Attorney Client Privilege
It’s a common myth that anything, anytime, anywhere you tell a lawyer is attorney client privilege. While it’s true when you speak to an attorney you usually expect a level of confidentiality, but it’s not carte blanche as there are some rules that go along with attorney client privilege. Luckily, we as lawyers like rules and we have a rule on point to guide us, specifically Minnesota Rule of Professional Conduct 1.6. which says “…a lawyer shall not knowingly reveal information relating to the representation of a client. ” However, as there always is in the law, there are exceptions such as:
- Client gives consent.
- The client has not requested it be held in confidence and the disclosure would not embarrass the client.
- It is impliedly authorized in order to carry out the representation.
- Disclosure is necessary to prevent the commission of a fraud if it will result in substantial financial injury.

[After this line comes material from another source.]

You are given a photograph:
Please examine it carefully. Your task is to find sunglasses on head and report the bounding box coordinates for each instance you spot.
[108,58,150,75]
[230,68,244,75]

- There are 5 others that don’t usually apply in divorce cases…
One of the key concepts is that privileged information is between the attorney and the client, if another person is in the room or it’s in a public courtroom then it is not privileged. This is sometimes difficult for clients to understand. To look at my example I started the blog off with, the legal documents submitted to a court are public. This means, all of those 200+ pages that accused each party of well, very unpleasant things, are open to the public and the attorney client privilege is very limited in this respect.
To give an example, if my client is a cocaine user, has been convicted of cocaine use and is in treatment (and proof has been submitted to the court) then there would be no reason why I could not discuss that. What I could not discuss, for example, would be that not only is he currently using cocaine but he is selling it on the side (assuming this was told to me in confidence).
So, if you wonder what your lawyer can talk about, they should limit the details only to either public facts or very generally comments. With most ethical Minnesota Divorce lawyers you do not need to worry your secrets are being disclosed as there are very specific (and strict) rules which govern this area.